En cuidados paliativos trabajamos con el concepto de que no hay que acelerar ni retrasar la muerte, sino que va a llegar cuando tenga que llegar y eso es lo que acompañamos”.. Aunque en Chile aún no existe un marco legal que reconozca su labor, las doulas de fin de vida trabajan día a día con pacientes en etapa terminal y sus familias, ayudando a transitar el proceso de morir con dignidad y compañía. Francisca Yáñez, de profesión enfermera y diplomada en esta materia, relata cómo su labor, silenciosa pero profunda, busca humanizar el último tramo de la vida y terminar con los tabús en torno a la muerte. “Hablar de la muerte es hablar de la vida”, afirma.
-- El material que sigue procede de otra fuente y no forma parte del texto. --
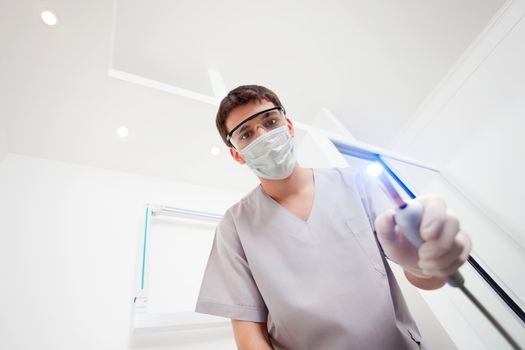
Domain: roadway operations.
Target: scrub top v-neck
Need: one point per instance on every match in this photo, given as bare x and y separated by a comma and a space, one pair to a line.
320, 283
285, 210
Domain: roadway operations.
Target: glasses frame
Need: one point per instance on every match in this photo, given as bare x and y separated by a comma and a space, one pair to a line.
229, 135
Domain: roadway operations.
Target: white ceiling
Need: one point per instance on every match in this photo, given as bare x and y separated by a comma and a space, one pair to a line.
370, 62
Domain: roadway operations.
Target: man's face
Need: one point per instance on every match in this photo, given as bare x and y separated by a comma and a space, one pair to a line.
240, 113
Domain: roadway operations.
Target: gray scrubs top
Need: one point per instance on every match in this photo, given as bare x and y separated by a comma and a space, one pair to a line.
318, 284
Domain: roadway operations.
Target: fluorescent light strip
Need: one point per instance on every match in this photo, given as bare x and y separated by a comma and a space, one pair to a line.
132, 78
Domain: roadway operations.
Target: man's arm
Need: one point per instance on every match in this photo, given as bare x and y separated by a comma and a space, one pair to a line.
251, 335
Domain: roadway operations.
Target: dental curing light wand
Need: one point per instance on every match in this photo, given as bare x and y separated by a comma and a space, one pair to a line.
408, 216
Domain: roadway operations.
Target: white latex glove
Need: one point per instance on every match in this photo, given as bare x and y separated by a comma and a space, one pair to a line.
445, 247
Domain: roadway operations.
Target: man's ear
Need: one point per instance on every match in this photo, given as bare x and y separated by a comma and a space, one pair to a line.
236, 155
290, 126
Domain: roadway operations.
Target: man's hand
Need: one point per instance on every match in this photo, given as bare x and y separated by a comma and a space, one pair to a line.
445, 247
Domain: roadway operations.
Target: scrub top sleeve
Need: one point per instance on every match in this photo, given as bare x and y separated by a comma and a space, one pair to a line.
374, 200
228, 288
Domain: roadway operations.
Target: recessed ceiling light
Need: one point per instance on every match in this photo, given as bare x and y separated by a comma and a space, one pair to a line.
49, 18
215, 151
122, 131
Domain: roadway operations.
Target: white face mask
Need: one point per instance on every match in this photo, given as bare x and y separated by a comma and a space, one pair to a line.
272, 155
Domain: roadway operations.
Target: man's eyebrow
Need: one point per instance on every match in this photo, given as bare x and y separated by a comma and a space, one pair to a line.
242, 128
263, 114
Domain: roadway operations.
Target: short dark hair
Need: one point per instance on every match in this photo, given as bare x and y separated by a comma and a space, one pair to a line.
238, 97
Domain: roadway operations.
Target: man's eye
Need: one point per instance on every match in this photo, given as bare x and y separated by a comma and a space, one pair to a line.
246, 135
270, 122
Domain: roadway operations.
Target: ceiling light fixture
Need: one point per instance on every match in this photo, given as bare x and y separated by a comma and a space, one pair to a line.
49, 18
122, 131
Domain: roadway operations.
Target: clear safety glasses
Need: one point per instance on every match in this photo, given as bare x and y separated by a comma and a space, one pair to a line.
246, 131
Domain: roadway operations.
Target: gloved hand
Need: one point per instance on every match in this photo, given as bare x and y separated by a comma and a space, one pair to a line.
445, 247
”Yo no le temo a la muerte, sino a una vida sin sentido y propósito”. Francisca intentó cumplir el deseo de un hombre desahuciado que quería encontrar a su hija, a quien no veía hacía años. Lo consiguió, pero ella no quería saber nada de él. “Cuando le conté, me contestó: ‘¿ Sabes qué? Estoy completo, yo necesitaba intentarlo y perdonarme a mí mismo’. Falleció tres días después”.